From The Desk Of Martin Carr: The Farm

Martin Carr first made a name for himself in the early ’90s as the guitarist/songwriter of the Boo Radleys, whose Everything’s Alright Forever (1992), Giant Steps (1993) and Wake Up! (1995) remain essential listening from the Britpop era. The Boos disbanded in 1999, and Carr began releasing records under the bravecaptain moniker for the better part of a decade before issuing Ye Gods (And Little Fishes) under his own name in 2009. Carr is back with third solo LP New Shapes Of Life (Tapete), a compact, sophisticated and personal pop album inspired in part by the death of David Bowie. Carr will be guest editing all week.

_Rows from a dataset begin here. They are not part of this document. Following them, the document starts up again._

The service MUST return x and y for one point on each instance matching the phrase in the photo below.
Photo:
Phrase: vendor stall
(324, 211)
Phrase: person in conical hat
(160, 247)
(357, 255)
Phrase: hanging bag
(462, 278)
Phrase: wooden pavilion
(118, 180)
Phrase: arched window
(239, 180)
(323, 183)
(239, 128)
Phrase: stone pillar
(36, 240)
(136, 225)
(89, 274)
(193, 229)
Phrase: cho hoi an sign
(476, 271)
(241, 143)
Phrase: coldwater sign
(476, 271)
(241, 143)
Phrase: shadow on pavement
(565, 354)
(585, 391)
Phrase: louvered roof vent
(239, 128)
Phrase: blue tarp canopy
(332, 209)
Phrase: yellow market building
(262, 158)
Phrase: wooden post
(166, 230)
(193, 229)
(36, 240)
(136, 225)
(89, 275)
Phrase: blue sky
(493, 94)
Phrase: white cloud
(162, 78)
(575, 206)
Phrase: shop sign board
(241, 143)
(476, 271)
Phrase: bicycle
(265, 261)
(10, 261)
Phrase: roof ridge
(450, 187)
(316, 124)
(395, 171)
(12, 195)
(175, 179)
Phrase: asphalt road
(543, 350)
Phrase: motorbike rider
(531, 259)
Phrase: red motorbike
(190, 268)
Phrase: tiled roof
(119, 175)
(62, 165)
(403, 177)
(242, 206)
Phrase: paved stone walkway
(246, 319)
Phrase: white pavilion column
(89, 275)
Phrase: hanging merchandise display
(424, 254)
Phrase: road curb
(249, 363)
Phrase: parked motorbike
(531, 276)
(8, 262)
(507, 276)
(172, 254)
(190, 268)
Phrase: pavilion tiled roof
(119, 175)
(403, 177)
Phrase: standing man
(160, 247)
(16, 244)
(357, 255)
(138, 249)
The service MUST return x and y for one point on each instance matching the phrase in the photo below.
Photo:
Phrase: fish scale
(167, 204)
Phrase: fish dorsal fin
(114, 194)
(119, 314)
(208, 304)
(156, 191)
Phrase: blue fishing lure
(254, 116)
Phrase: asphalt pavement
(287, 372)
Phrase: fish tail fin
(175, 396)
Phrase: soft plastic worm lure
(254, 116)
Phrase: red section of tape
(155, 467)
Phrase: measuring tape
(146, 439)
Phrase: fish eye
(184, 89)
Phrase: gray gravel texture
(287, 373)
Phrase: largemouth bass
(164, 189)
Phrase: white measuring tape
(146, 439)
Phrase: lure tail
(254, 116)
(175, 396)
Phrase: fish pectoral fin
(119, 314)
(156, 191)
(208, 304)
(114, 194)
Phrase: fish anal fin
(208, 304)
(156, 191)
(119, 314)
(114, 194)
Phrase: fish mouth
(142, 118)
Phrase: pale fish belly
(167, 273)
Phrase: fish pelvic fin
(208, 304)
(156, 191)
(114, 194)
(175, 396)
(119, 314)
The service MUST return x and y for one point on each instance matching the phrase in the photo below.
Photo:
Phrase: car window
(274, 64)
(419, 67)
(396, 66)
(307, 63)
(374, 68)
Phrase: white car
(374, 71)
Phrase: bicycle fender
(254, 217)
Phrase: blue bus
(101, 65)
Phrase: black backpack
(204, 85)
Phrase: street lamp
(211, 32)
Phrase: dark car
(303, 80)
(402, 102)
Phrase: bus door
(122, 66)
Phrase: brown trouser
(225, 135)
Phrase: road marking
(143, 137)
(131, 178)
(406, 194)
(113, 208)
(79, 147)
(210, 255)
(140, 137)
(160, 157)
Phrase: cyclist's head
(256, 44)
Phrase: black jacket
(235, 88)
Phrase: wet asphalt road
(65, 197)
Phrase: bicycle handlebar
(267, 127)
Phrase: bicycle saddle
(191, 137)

Carr: The most fun I’ve ever had watching the telly. I can’t imagine life without Adventure Time. All manner of life and death, including Death, is here. It’s highly imaginative, funny, scary and always underpinned with great storytelling. I watch it with my son, who tells me everything that’s going to happen just before it does. It has at least 10 memorable catch phrases per episode; a glaring affront to anyone like me, incapable of funny accents or impressions. The one thing I can do is drop farm animals onto my kids after I have secured yet another wrestling victory, like The Farm does in “Who Would Win,” the 21st episode of the fourth season (99th episode overall) in which Finn and Jake swear revenge on a lazy, bullying giant with a floppy head and a barn wrapped around his middle. He stands there and takes on all comers, beating them up and dropping cows and shit on them afterwards. He’s a cool guy—I really like him. There’s a faraway look in his eyes, a sadness that he tries to conceal. I could change him. I know I could.